Additional Information and Where to Find It
This communication does not constitute an offer to buy or sell or the solicitation of an offer to buy or sell any securities or a solicitation of any vote or approval. This communication relates to the proposed transaction involving Natus. In connection with the proposed transaction, Natus plans to file with the SEC a proxy statement on Schedule 14A (the “Proxy Statement”). This communication is not a substitute for the Proxy Statement or any other document that Natus may file with the SEC and send to its shareholders in connection with the proposed transaction. The proposed transaction will be submitted to Natus’s shareholders for their consideration. Before making any voting decision, Natus’s shareholders are urged to read all relevant documents filed or to be filed with the SEC, including the Proxy Statement, as well as any amendments or supplements to those documents, when they become available, because they will contain important information about Natus and the proposed transaction.
Natus’s shareholders will be able to obtain a free copy of the Proxy Statement, as well as other filings containing information about Natus, free of charge, at the SEC’s website (www.sec.gov). Copies of the Proxy Statement and other documents filed by Natus with the SEC may be obtained, without charge, by contacting Natus through its www.natus.com under the heading Investor Relations.
Participants in the Solicitation
The Company, its directors, executive officers and other persons related to Natus may be deemed to be participants in the solicitation of proxies from Natus’s shareholders in connection with the proposed transaction.
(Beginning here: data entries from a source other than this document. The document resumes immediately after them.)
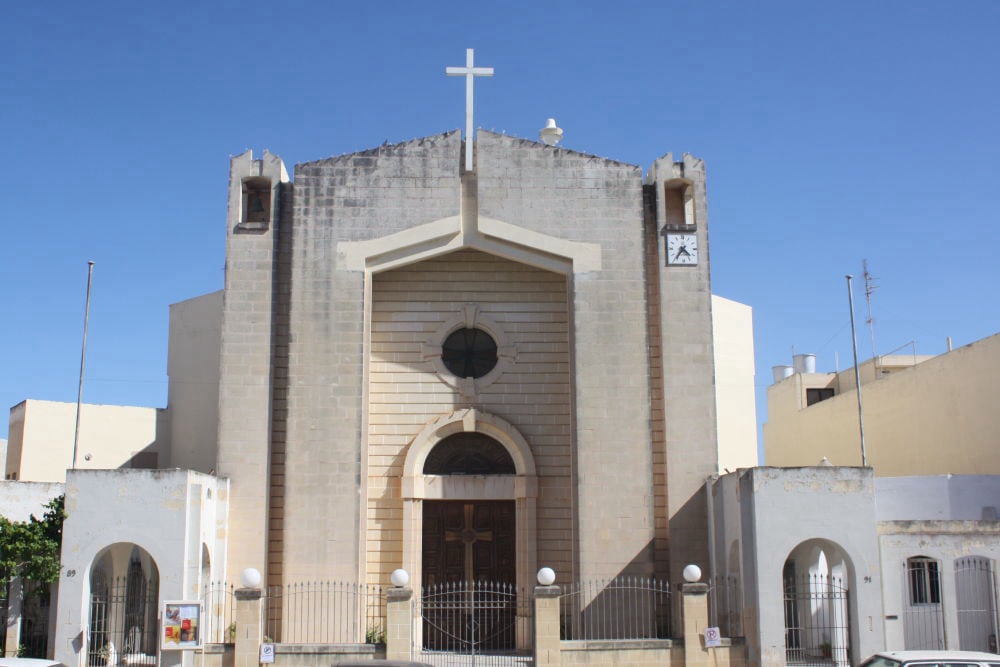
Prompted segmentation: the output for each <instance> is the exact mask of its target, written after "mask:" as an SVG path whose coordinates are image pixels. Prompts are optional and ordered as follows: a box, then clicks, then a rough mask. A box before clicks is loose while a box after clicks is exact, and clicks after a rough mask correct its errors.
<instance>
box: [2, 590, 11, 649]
mask: <svg viewBox="0 0 1000 667" xmlns="http://www.w3.org/2000/svg"><path fill="white" fill-rule="evenodd" d="M9 585H10V582H9V581H3V582H0V628H3V630H2V631H0V655H7V596H8V591H7V589H8V586H9Z"/></svg>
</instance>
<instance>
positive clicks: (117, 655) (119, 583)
mask: <svg viewBox="0 0 1000 667" xmlns="http://www.w3.org/2000/svg"><path fill="white" fill-rule="evenodd" d="M89 577H90V617H89V625H88V627H89V628H90V632H89V634H88V637H87V640H88V642H87V654H88V664H91V665H96V664H102V665H104V664H107V665H117V664H122V663H123V662H126V661H127V662H128V663H129V664H150V665H152V664H155V662H156V641H157V634H156V628H157V604H158V601H159V588H160V585H159V582H160V574H159V568H158V567H157V565H156V562H155V561H154V560H153V558H152V556H150V554H149V552H147V551H146V550H145V549H143V548H142V547H140V546H139V545H136V544H133V543H130V542H119V543H117V544H112V545H110V546H108V547H106V548H104V549H102V550H101V551H100V552H99V553H98V554H97V556H96V557H95V558H94V562H93V564H92V565H91V568H90V572H89Z"/></svg>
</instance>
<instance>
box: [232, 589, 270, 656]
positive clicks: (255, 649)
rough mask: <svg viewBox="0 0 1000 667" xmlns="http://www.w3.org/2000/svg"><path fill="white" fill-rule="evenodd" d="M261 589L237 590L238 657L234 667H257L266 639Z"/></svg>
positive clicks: (236, 645)
mask: <svg viewBox="0 0 1000 667" xmlns="http://www.w3.org/2000/svg"><path fill="white" fill-rule="evenodd" d="M261 611H262V605H261V600H260V589H259V588H239V589H237V590H236V651H235V653H236V655H235V660H234V665H233V667H257V665H259V664H260V644H261V640H262V639H263V637H264V630H263V628H262V627H261V622H262V620H263V614H262V613H261Z"/></svg>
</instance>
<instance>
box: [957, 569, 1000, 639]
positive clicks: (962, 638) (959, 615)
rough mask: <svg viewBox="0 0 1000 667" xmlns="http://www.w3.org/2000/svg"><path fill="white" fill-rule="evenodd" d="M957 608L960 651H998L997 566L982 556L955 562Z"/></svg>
mask: <svg viewBox="0 0 1000 667" xmlns="http://www.w3.org/2000/svg"><path fill="white" fill-rule="evenodd" d="M955 598H956V599H955V607H956V611H957V615H958V647H959V648H960V649H962V650H963V651H988V652H995V651H996V650H997V588H996V573H995V572H994V570H993V564H992V563H991V562H990V561H989V560H988V559H986V558H983V557H982V556H966V557H965V558H959V559H958V560H956V561H955Z"/></svg>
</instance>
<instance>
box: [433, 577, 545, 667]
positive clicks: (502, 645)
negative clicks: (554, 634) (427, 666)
mask: <svg viewBox="0 0 1000 667" xmlns="http://www.w3.org/2000/svg"><path fill="white" fill-rule="evenodd" d="M418 610H419V611H418V618H419V619H420V632H414V638H415V639H416V641H417V642H418V647H417V648H418V650H419V652H420V654H421V656H420V658H419V660H421V661H423V662H428V663H431V664H434V665H439V666H444V665H449V666H450V665H483V666H488V667H507V666H511V665H530V664H531V663H532V659H531V647H532V631H533V623H532V607H531V600H530V598H529V596H528V595H526V594H525V593H524V592H523V591H522V592H519V591H518V590H517V589H516V588H515V587H514V586H512V585H510V584H501V583H494V582H486V581H474V582H454V583H446V584H439V585H434V586H429V587H427V588H425V589H424V590H423V593H422V595H421V597H420V601H419V605H418Z"/></svg>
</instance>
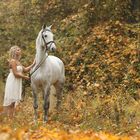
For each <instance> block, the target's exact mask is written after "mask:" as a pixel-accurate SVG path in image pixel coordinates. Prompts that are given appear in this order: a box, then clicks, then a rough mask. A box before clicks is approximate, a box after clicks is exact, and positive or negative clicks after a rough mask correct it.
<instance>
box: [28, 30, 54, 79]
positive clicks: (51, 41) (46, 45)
mask: <svg viewBox="0 0 140 140" xmlns="http://www.w3.org/2000/svg"><path fill="white" fill-rule="evenodd" d="M44 31H49V32H51V31H50V30H48V29H45V30H43V31H42V32H41V36H42V39H43V41H44V43H45V46H46V49H45V53H44V56H43V57H42V59H41V61H40V62H39V63H38V65H37V66H36V67H35V69H34V71H33V72H32V73H29V77H31V76H32V75H33V73H34V72H36V71H37V70H38V69H39V68H40V66H41V65H42V63H44V61H45V60H46V59H47V57H48V55H46V52H47V50H48V49H49V48H50V47H51V45H52V44H53V43H54V44H55V42H54V41H49V42H46V41H45V38H44V36H43V32H44ZM49 44H50V46H49V48H48V45H49Z"/></svg>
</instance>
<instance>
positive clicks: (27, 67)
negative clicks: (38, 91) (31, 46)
mask: <svg viewBox="0 0 140 140" xmlns="http://www.w3.org/2000/svg"><path fill="white" fill-rule="evenodd" d="M35 64H36V61H35V59H34V62H33V63H32V64H31V65H30V66H28V67H23V71H24V72H29V71H30V70H31V68H33V67H34V65H35Z"/></svg>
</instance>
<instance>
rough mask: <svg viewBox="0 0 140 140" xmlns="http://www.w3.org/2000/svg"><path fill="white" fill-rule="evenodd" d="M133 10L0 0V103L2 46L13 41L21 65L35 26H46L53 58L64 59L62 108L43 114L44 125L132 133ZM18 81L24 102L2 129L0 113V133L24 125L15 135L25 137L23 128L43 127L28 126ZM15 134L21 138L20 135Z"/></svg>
mask: <svg viewBox="0 0 140 140" xmlns="http://www.w3.org/2000/svg"><path fill="white" fill-rule="evenodd" d="M139 7H140V1H139V0H114V1H113V0H1V1H0V79H1V81H0V101H1V102H0V104H1V105H2V101H3V95H4V84H5V80H6V77H7V75H8V72H9V68H8V61H7V59H8V50H9V48H10V47H11V46H13V45H18V46H20V47H21V48H22V50H23V57H22V59H21V60H22V63H23V64H24V65H25V66H27V65H28V64H30V63H32V61H33V59H34V56H35V39H36V37H37V34H38V32H39V31H40V29H41V28H42V25H43V24H44V23H45V24H47V25H51V24H53V27H52V31H53V33H54V35H55V42H56V44H57V51H56V52H55V53H53V55H55V56H58V57H59V58H61V59H62V60H63V62H64V64H65V68H66V83H65V88H64V93H63V101H62V111H61V113H58V114H57V113H53V114H52V115H51V116H50V118H51V122H50V124H48V125H47V126H46V127H47V129H53V128H59V129H60V128H61V129H63V130H65V131H69V130H70V129H72V130H75V131H76V130H77V129H78V130H89V129H91V130H94V131H102V132H108V133H114V134H118V135H122V134H124V135H128V136H134V137H138V136H139V134H140V19H139V16H140V11H139ZM49 53H50V52H49ZM23 84H24V90H25V99H24V102H22V105H21V108H20V110H19V111H18V114H17V115H16V117H15V121H10V120H9V122H8V124H9V126H10V128H4V129H3V127H5V126H6V125H7V120H6V119H3V118H2V117H0V121H1V122H0V124H1V132H3V131H4V132H6V133H7V132H8V134H9V135H8V136H9V137H13V135H12V132H13V131H12V129H18V128H25V126H26V129H22V131H20V132H23V130H26V131H24V134H25V132H26V133H28V132H29V134H30V136H31V134H32V133H33V134H34V135H35V133H34V130H36V131H37V130H38V128H40V127H41V126H42V124H41V122H40V123H39V124H38V126H34V125H33V124H32V118H33V109H32V95H31V89H30V83H29V82H27V81H24V83H23ZM40 104H42V103H40ZM41 107H42V106H41ZM41 107H40V111H39V112H40V117H41V116H42V108H41ZM23 114H24V115H23ZM25 114H26V115H25ZM20 120H22V123H21V122H20ZM40 131H43V129H41V130H40ZM44 131H45V132H46V130H44ZM18 134H20V136H19V135H18ZM33 134H32V135H33ZM16 135H18V137H21V135H22V136H23V133H18V132H17V133H16ZM37 135H39V134H37ZM37 135H35V136H34V137H37ZM42 137H43V136H42ZM110 139H111V138H110Z"/></svg>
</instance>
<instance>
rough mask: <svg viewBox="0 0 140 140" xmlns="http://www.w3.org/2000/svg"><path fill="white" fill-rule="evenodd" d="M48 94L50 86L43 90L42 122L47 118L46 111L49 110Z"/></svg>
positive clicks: (47, 116)
mask: <svg viewBox="0 0 140 140" xmlns="http://www.w3.org/2000/svg"><path fill="white" fill-rule="evenodd" d="M49 95H50V86H48V87H46V88H45V91H44V106H43V107H44V122H47V120H48V111H49V105H50V101H49Z"/></svg>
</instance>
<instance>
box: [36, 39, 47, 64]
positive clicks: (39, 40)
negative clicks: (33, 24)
mask: <svg viewBox="0 0 140 140" xmlns="http://www.w3.org/2000/svg"><path fill="white" fill-rule="evenodd" d="M41 41H42V40H41V38H39V37H38V38H37V40H36V58H35V59H36V63H37V64H38V63H40V61H41V60H42V58H43V57H44V56H45V51H43V50H42V48H41V47H42V46H41V45H40V44H41Z"/></svg>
Information about the directors and executive officers of Natus and their ownership of Natus common stock is set forth in Natus’s annual report on Form 10-K for the fiscal year ended December 31, 2021, which was filed with the SEC on February 25, 2022 and in its proxy statement for its 2021 annual meeting of stockholders, which was filed with the SEC on April 28, 2021. Additional information regarding the participants in the proxy solicitation and a description of their direct and indirect interests, by security holdings or otherwise, will be included in the Proxy Statement and other relevant materials to be filed with the SEC in connection with the proposed transaction when they become available. Free copies of these documents may be obtained as described in the preceding paragraph.